Gräfelfing– Wenn am Mittwochabend Gräfelfinger im Bürgerhaus zusammenkommen, um über drei Stunden das Thema Verkehr in Arbeitsgruppen zu erörtern, wird neben dem Lärm auch die Luftverschmutzung durch Feinstaub und Stickoxide zur Sprache kommen. Auf Merkur-Anfrage gab die Gemeindeverwaltung jetzt Zahlen bekannt, die das Bayerische Landesamt für Umwelt (LfU) im Auftrag der Gemeinde ermittelt hat. Demnach liegen an allen untersuchten Stellen – die Experten griffen sich jene mit der größten Verkehrsexposition heraus – die Belastungen jeweils weit unter den aktuellen Grenzwerten.

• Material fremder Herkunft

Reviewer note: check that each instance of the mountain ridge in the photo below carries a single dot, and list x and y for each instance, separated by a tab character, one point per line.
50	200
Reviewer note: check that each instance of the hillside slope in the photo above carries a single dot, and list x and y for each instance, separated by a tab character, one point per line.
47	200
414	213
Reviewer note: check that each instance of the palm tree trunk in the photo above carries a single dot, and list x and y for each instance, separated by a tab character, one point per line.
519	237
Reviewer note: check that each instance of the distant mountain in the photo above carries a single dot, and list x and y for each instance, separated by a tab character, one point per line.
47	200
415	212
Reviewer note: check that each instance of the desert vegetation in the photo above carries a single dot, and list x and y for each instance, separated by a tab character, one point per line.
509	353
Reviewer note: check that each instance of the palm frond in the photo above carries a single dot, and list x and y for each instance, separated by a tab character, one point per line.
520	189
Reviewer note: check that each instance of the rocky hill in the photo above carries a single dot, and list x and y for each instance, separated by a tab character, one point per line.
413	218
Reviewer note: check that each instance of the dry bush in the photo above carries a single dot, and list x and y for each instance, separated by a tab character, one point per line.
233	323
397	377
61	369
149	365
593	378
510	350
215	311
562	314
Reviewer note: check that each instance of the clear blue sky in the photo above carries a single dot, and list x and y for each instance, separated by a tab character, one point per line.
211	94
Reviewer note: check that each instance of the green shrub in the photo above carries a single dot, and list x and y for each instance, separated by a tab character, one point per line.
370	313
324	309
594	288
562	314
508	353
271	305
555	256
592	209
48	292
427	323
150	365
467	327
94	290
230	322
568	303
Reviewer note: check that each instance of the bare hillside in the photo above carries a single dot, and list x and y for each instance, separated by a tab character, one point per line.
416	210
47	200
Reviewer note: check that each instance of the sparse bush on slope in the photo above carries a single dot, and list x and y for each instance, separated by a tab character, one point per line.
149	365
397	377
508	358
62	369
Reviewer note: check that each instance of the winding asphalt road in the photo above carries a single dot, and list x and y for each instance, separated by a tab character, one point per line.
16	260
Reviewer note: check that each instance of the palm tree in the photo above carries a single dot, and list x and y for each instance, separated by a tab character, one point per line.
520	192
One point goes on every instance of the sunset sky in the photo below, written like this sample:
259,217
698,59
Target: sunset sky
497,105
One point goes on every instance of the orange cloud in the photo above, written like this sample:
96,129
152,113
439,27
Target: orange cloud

Untersucht wurden die Staatsstraßen auf Abschnitten der Pasinger- und der Würmtalstraße. Außerdem die Adresse Maria-Eich-Straße 18, die mit 21 Metern der A 96 am nächsten liegt. Das LfU führte keine Messungen durch, sondern beschränkte sich vorerst auf Hochrechnungen ausgehend von den jeweiligen aktuellen Verkehrszahlen, samt eigens beziffertem Schwertlastverkehr. Demnach lag die errechnete Feinstaubbelastung der Kategorie PM10 an der Pasinger Straße bei 17 mg/m3 Luft, an der Würmtalstraße bei 15 und an der Maria-Eich-Straße 18 bei 20. Der Grenzwert beträgt 40 mg/m3. Ähnlich beim Feinstaub PM2,5: Den Grenzwert von 25 mg/m3 unterschritten die drei untersuchten Stellen im Ortsgebiet mit 12, 11 und 14 mg/m3 deutlich. Auch beim Stickstoffdioxid (NO2) lag die Belastung mit 28, 21 und 33 weit unter dem Grenzwert von 40 mg/m3. Dabei handelt es sich jeweils um Jahresmittelwerte.

Bürger wie Gudrun Moll, die unweit der A 96 wohnt, lassen diese Zahlen freilich nur bedingt aufatmen: Das persönliche Empfinden, die Wahrnehmung vor der eigenen Haustür sprechen eine andere Sprache. Gudrun Moll: „Inzwischen muss ich die Natursteinplatten meiner Terrasse zweimal jährlich kärchern lassen, um den schwarzen Belag wegzukriegen. Das war früher nicht so.“ Zudem klagt die Lochhamerin über Atemwegsbeschwerden, die täglich schlimmer würden, und sagt: „Die zunehmende Belastung haben auch viele meiner Bekannten festgestellt.“ Die veröffentlichten Zahlen nimmt sie zur Kenntnis. „Das muss ich mangels eigener Messungen jetzt so glauben. Aber es beantwortet nicht die Frage nach dem Grund für die gestiegene Belastung“, so Moll.